I stumbled through the foggy woods, before finally admitting to myself that I was lost.
|I was already walking in the woods for about twenty minutes, now. I followed the green trail-markings, but then they disappeared altogether.|
I stumbled along through the foggy woods, worried, for another half-hour, before finally admitting to myself that I was completely lost.
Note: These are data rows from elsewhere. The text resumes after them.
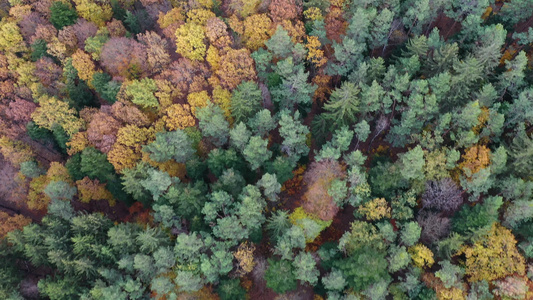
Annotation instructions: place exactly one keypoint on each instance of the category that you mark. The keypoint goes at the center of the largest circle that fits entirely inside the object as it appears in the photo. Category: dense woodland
(277, 149)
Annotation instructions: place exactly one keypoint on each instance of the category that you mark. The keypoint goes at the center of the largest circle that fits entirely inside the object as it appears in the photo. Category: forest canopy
(277, 149)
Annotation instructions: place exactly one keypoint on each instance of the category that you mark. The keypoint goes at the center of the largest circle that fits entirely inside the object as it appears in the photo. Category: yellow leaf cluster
(178, 116)
(313, 14)
(123, 157)
(475, 159)
(10, 38)
(421, 256)
(82, 62)
(314, 54)
(166, 91)
(37, 200)
(376, 209)
(173, 16)
(52, 111)
(213, 58)
(493, 256)
(257, 30)
(77, 143)
(296, 30)
(58, 172)
(236, 25)
(190, 41)
(19, 12)
(236, 66)
(9, 223)
(200, 16)
(323, 90)
(172, 167)
(93, 12)
(222, 98)
(127, 149)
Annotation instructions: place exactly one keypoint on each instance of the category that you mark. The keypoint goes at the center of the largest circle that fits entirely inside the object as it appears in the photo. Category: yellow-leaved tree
(190, 41)
(53, 111)
(493, 256)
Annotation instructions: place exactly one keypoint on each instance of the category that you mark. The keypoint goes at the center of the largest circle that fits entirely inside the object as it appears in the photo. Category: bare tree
(443, 195)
“’Let’s go camping!’ they said. ‘It’ll be a fun way to end our backpacking tour of Wales!’ they said,” I muttered to myself as I stopped and leaned against a tree that didn’t look too mossy or damp. Though, in the growing fog, everything was damp to the touch. “’It’s impossible to get lost! There are markers everywhere!’ Yeah, right.”
I looked up at the overcast sky. It was already getting dark, the leaden light fading quickly. I hoped it wouldn’t rain, but with the way my luck had been going since we’d left Cardiff for the countryside I had no doubt it’d be flood-conditions before I found my way back to the campground and my waiting friends.
I sighed, burying my face in my grubby hands. John and Dierdre had probably already gotten the campsite set up and were roasting s’mores while I—sent back to the rental car to grab the boombox so we could listen to some music—was still trying to find said rental. But I was utterly lost beyond the range of the ubiquitous, but not very helpful green markers.
And yet, I’d been so sure that I was walking in the right direction! Even without the green markers, I’d recognized landmarks: a boulder, broken and splattered with bird shit; a fallen tree blocking the path that I remember John and Dierdre clambering over on the way to the campsite, while I’d simply gone around; a small pond (or very large puddle) that we’d all walked around. . . .
But now, having gone way past those landmarks and way past the point where the car should have been, and the road that lead out of this wilderness hell-hole, I was starting to doubt the way I’d come. After all, I was no wilderness expert. This, in the boonies of Wales, was my very first camping trip, though not John and Dierdre’s.
Sighing again, I came one conclusion: It was time to swallow my pride and retrace my steps back the way I’d come. Let John or Dierdre gone after the boombox if they were so keen to have music.
Straightening up and looking around me, I noticed that the fog had increased to the point that I could barely see around me for more than a few yards. And it was nothing but trees and damp, loamy earth that hadn’t held my footprints.
“Fuck,” I breathed. “This isn’t good.”
Starting to panic, now, I began walking back the way I thought I’d come, trying not to think things like death by bear or death by exposure. Of course, the way I was going seemed to take me deeper into the heavy fog, until I couldn’t even see five feet in front of me.
Panic mounted, causing me to pick up my pace till I was running. And I knew it was dangerous running headlong through such an impenetrable fog, in a thick forest, but the sensible part of me was drowned out by the frantic need to get back to a place and the people I knew.
I ran and ran until I tripped over the root of a tree and went sprawling on my front, face in the dirt. The wind was driven out of me and I groaned, spitting out dirt, while my right ankle screamed like a wounded mountain cat. I was suddenly near tears when out of nowhere, I heard it:
Unhurried and relatively nearby, if they could be heard in the fog and damp, squishy earth.
“Help!” I yelled, scrambling to my knees, then to my feet. My right ankle was all useless agony that couldn’t bear my weight. But I hobbled toward the hoof-falls, nonetheless. I even began waving my arms, though the rider probably wouldn’t see me till he or she was almost on top of me because of the fog. “Help! Please! I’m lost!”
The hoof-falls stopped. Then they began to canter toward me through the fog, which was quickly starting to move and thin with the advent of a stiff breeze.
“I’m over here! Help!”
It was another few seconds of heart-pounding panic and hope, all mixed together, before a shape emerged from the grey murk.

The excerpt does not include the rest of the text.